Technical information
- Licensing authority: FCC
- Facility ID: 10333
- Class: B
- Power: 10,000 watts (day); 1,000 watts (night);
- Transmitter coordinates: 41°15′19″N 105°33′1″W﻿ / ﻿41.25528°N 105.55028°W
- Translator: 96.7 K244FN (Laramie)

Links
- Public license information: Public file; LMS;
- Webcast: Listen live
- Website: laramieradio.com/blog/khat-am-fm-new-country-96-7/

= KHAT =

The radio towers for KHAT, located south of Laramie, Wyoming.

KHAT (1210 AM) is a radio station broadcasting a country music format. Licensed to Laramie, Wyoming, United States, the station is currently owned by Appaloosa Broadcasting Company, Inc. The station is branded as "True Country 96.7" due to it having an additional FM translator, K244FN, which also serves Laramie.

==History==
The station operated as KOJO on 1490 from 1971 until 1985. During this time, the station was located in downtown Laramie in 1971 and moved to a new building in 1972. On July 10, 1975, at 6:30 in the morning, an explosion occurred at the new KOJO studios in Laramie. The explosion was caused by natural gas escaping from a four-inch line under the parking lot and seeping up through the slab floor. A DJ and a newsman were inside the building at the time, confirming it as an on-air studio incident. The news reporter, Alan Harris, went on to create The Radio Network group of stations in southwestern Wyoming.. The station later moved from the 1490 kHz frequency to the current 1210 kHz to increase its transmitting power.
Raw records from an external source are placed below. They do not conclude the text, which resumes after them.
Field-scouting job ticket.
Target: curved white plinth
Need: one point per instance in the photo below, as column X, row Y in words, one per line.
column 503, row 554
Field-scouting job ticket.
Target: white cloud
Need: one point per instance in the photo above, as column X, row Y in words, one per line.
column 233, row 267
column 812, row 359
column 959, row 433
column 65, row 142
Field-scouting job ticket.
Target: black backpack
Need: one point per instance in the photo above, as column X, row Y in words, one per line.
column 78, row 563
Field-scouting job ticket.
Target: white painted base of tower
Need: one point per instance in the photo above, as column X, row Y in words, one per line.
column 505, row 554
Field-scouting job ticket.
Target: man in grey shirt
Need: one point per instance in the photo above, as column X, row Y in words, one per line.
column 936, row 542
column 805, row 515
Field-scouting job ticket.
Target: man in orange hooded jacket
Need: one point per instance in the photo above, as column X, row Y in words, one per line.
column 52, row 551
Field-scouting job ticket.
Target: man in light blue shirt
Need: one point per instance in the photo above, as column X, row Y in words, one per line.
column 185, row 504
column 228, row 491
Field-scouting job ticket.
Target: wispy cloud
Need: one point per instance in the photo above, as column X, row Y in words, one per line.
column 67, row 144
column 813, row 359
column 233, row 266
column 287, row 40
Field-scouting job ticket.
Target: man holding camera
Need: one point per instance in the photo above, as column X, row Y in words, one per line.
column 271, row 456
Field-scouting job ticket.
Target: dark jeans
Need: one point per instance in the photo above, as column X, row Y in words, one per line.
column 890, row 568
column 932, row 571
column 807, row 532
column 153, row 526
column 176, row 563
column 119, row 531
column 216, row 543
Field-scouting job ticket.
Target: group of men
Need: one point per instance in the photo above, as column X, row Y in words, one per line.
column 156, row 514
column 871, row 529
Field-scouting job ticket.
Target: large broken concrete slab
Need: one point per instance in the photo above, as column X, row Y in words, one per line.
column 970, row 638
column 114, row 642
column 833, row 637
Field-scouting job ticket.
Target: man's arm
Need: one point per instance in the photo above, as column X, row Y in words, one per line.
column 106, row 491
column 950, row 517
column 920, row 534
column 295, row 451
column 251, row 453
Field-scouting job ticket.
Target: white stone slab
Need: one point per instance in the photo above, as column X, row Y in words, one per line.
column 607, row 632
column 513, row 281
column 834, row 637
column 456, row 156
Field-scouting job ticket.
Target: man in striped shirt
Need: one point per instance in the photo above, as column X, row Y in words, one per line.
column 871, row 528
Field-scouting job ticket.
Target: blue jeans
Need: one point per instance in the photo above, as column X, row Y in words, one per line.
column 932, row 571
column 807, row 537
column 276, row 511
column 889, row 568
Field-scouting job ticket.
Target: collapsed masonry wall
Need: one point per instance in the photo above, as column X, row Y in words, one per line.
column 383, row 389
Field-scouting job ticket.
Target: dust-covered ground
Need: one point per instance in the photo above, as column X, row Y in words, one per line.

The station was assigned the call letters KLDI on November 1, 1985. On March 25, 2002, the station changed its call sign to KRRR. On April 1, 2002, the station became KKHI. Finally, on December 1, 2003, it became the current call letters KHAT. Prior to obtaining its current format (and call letters), the station carried an oldies format, followed by sports radio from ESPN Radio, before switching to country in early 2012 upon the translator launch.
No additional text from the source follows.